The London Mayor Boris Johnson came to the Southall Gasworks site earlier in November to launch the regeneration scheme that will lead to 3,750 homes being built there.

You may have seen photographs of myself and the Mayor in the Gazette engaged in conversation and wished to be a ‘fly on the wall’ or a ‘GCHQ eavesdropper’ to know what we talked about, but I am happy to reveal all.

It is no secret that Ealing Council’s planning committee rejected the controversial plans back in 2009 and that the Mayor then called them in and gave them the all clear in March 2010. I along with local Labour Councillors and members of the community travelled to City Hall to make our objections clear.

We were concerned about the sheer size of the development proposed and the impacts of this on the residents of Southall particularly with respect to congestion and volumes of traffic. We were very concerned that the western access road to the Hayes by-pass within the London Borough of Hillingdon was being opposed by the Tory Council there and would make any proposals a complete nightmare for Southall.

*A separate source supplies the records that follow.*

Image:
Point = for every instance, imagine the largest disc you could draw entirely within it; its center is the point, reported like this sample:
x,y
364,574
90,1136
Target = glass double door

The Mayor’s proposals to widen the bridge on South Road next to the railway station were also not sufficient to tackle congestion in Southall and needed to be done earlier rather than later in the construction work. Added to this were worries about the contaminated land that at the time it was proposed would be removed in lorries trundling through residential streets and decontaminated off site.

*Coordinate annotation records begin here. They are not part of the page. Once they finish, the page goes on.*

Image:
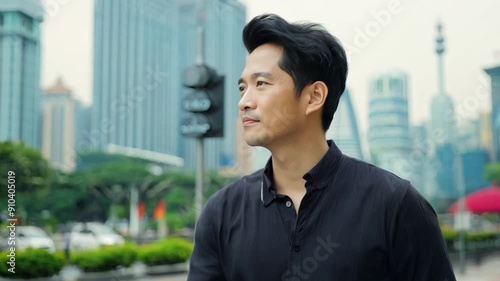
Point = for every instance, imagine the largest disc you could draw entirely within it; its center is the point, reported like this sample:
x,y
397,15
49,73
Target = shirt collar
x,y
319,176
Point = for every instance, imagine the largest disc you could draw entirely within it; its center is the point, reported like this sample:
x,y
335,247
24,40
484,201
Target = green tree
x,y
32,176
32,171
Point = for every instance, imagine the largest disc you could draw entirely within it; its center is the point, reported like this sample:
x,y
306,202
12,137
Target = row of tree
x,y
45,196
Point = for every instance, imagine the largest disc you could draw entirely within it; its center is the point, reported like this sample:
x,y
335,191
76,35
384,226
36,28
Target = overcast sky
x,y
379,35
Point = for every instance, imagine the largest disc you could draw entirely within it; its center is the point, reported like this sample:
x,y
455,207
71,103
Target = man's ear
x,y
318,91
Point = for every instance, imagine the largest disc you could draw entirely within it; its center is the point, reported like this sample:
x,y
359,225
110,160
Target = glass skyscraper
x,y
20,70
136,74
140,51
344,128
388,132
494,73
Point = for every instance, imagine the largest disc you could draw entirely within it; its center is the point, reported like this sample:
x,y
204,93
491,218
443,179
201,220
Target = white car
x,y
33,237
92,235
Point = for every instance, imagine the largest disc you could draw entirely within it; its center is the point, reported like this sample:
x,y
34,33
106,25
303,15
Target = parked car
x,y
33,237
91,235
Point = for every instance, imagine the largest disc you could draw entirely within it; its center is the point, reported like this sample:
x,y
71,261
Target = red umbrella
x,y
486,200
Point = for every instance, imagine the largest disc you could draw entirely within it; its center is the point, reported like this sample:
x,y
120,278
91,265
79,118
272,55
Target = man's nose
x,y
247,101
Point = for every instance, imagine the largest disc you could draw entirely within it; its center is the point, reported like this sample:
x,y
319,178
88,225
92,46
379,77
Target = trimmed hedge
x,y
31,263
105,259
473,240
164,252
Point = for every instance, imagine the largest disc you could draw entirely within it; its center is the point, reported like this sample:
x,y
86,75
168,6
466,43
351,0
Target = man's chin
x,y
254,142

So what has changed since then?

First of all former Tory Ealing Hillingdon GLA member Richard Barnes is no longer at City Hall thanks to Dr Onkar Sahota’s election victory in May 2014 and this has meant Hillingdon Council have now dropped their opposition to the western access road to the Hayes by-pass. This access road is vital to relieving both the impacts of construction traffic and traffic from the development. I made it very clear to the Mayor that while getting the go-ahead for the access road is a necessary development it must also happen sooner rather than later and that the same applies to the widening of the bridge on South Road.

Added to this, Ealing’s Labour Council and Labour’s Dr Sahota have been working hard to get funding from Transport for London and the Mayor to finance significant improvements to Southall’s streets including The Broadway, High Street, South Road, The Green and King Street. Works have now started on The Broadway and all these works when they are completed over the next few years will improve both traffic flows and the pedestrian experience. The Council is also investing its own resources in Southall unlike the previous Tory asset stripping administration and has opened the much needed new car park on the High Street.

Finally the developer St James have given a commitment to decontaminate the land on site without the need to transport contaminated materials through the streets of Southall.

This doesn’t mean that everything in the garden is now rosy but it does mean we have a way forward and the positive benefits of more affordable homes, a thousand jobs, new open spaces and public realm, a cinema, a sports pavilion, a new primary school, a new health centre and a new contemporary retail offer to complement the traditional retail offer currently in Southall are now within sight without the development overwhelming Southall.

I’m still concerned though and made this very clear to the Mayor when I told him “We’ll be watching you!”